After calling ifdown can1, FlexCAN driver continues to broadcast repeatedly the last unacknowledged message which causes our periperials to freeze in some cases. Is there a way how to force FlexCAN driver to stop sending messages completely if the can interface is down?
Apalis IMX8QM
Debian 10.12 w/ kernel from the "linux-toradex" repository ("toradex_5.4-2.3.x-imx" branch)
Default FlexCAN driver included with the kernel
CAN bus terminated from both sides (120 Ohm)
We have our own custom carrier board. Can device tree was not changed
Detailed description: The problem:
FlexCAN driver/controller enters an error state after invoking “ifdown can1” and rebooting the system without running “ifup can1” prior to the reboot
Before the reboot, an endless chain of unacknowledged messages is being generated while the interface is down. I presume that this is the expected behavior
After the reboot, sending a message and thus initializing the interface causes it to keep sending the same message (the oldest one in the queue) over and over again every 120 microseconds
This is the exact opposite of the behavior described above, as the unacknowledged messages are being generated while the interface is up, not down
All CAN communication on the interface is stuck in this state. No other messages can be sent over the bus (analyzed using saleae and an oscilloscope). The only visible message is the one being sent repeatedly.

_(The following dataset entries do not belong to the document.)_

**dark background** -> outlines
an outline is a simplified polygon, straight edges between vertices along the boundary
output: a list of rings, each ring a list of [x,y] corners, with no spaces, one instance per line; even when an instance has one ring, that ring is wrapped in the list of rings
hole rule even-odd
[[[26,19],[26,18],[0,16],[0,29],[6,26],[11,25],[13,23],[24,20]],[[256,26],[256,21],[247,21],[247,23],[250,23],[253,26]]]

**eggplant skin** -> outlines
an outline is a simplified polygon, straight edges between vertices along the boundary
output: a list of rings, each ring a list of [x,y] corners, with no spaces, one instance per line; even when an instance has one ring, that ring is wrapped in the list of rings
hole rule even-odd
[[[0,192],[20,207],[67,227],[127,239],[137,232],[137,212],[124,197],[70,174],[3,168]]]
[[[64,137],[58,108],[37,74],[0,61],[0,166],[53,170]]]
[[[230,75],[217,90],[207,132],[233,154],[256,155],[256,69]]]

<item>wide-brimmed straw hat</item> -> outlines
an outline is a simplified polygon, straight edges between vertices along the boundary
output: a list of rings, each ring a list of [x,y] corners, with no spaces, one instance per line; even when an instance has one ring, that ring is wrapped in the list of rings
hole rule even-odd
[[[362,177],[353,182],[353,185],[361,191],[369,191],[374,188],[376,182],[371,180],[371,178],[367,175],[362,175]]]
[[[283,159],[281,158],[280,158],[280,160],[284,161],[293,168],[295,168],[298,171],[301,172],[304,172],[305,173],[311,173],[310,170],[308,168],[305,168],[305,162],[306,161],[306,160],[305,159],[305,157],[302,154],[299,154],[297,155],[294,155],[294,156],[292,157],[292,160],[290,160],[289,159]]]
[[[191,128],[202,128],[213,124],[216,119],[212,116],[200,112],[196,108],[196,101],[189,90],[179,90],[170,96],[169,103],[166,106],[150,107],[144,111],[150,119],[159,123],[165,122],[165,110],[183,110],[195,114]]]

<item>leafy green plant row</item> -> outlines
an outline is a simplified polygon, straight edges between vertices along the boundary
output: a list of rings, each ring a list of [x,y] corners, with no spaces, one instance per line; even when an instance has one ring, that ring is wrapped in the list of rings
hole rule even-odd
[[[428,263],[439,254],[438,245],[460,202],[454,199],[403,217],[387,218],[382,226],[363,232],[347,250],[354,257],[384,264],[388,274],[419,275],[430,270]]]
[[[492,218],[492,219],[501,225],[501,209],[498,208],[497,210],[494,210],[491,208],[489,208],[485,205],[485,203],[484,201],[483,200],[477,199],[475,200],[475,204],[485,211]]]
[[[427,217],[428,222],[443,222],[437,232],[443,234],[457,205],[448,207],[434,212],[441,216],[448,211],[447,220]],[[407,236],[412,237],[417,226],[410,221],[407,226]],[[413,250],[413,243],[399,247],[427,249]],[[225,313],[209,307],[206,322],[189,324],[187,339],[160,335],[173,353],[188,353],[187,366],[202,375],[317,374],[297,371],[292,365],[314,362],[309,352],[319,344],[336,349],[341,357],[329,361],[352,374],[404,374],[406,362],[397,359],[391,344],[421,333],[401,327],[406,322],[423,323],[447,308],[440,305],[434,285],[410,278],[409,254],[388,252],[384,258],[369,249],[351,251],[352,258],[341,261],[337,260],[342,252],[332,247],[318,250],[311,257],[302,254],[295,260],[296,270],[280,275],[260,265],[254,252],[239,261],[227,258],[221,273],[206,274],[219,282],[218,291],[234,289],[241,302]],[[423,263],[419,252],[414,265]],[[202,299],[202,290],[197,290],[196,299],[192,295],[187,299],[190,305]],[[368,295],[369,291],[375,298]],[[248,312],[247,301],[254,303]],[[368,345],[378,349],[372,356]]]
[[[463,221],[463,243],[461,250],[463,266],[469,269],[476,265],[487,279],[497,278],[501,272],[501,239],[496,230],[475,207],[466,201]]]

This most likely causes some of our CAN-based peripherals to freeze (FEIG VEK S4C not even reacting to its physical mode/reset button)
Invoking “ifdown can1 && reboot” is enough to reproduce the issue
A software restart doesn’t fix the issue, one of the devices have to be powered off and back on (either the peripheral or the SBC)
I also tried using different kernel/FlexCAN driver versions
Performing “ifdown can1 && sleep 10 && ifup can1 && reboot” does generate unacknowledged messages, but after the reboot, the system works correctly
Potential issues:
There is a chain of unacknowledged messages before the system fully boots up and the network interfaces go up
This is the same as if “ifdown can1” was invoked
A short logic level jump occurs at the CAN N wire 60 milliseconds after shutdown (Low → High (~ 2.5ms) → Low)
The only related messages in “dmesg” are:
“flexcan 5a8e0000.can can1: bit-timing not yet defined”
“flexcan 5a8e0000.can can1: New error state: 1”
“flexcan 5a8e0000.can can1: New error state: 2”
I suspect that you don’t have pull up resistor on CANTX and perhaps your iMX8QM pulls CANTX down by default. This will put long dominant on the bus. Isn’t this your chain of unacknowledged messages? At least on your waveform I see long low level after startup, after reboot and before reboot. This is wrong and should be fixed.
Also, if you look at the module datasheet (https://docs.toradex.com/105526-apalis-imx8-datasheet.pdf), you can see that the pin reset state is marked as PD for SODIMM 14, for instance. Could you please have a look at it and check if this helps you with your issue?
Thanks again and thanks @Edward for another precious help.
Thanks both @Edward@gclaudino.tx for your comments and advices, I have sent a request to our HW designers to check this and I will let you know.
In the meanwhile, we have looked at the documentation and tried to set Pull (Field 6-5 to UP state) i.MX Device Tree Pinmux Settings Guide for System on Module
Before the state of the field was Down. And after changing to UP we did not see any progress.
Device tree won’t help solving missing pull up issue. If default pad pull direction is down, then it still will take quite a long to launch kernel and configure pins as instructed in DT. All that long time CANTX=0. Software vise you could try minimizing length of unwanted CANTX=0 on power up enabling pull up early in U-Boot, but this still won’t eliminate CANTX=0 pulse.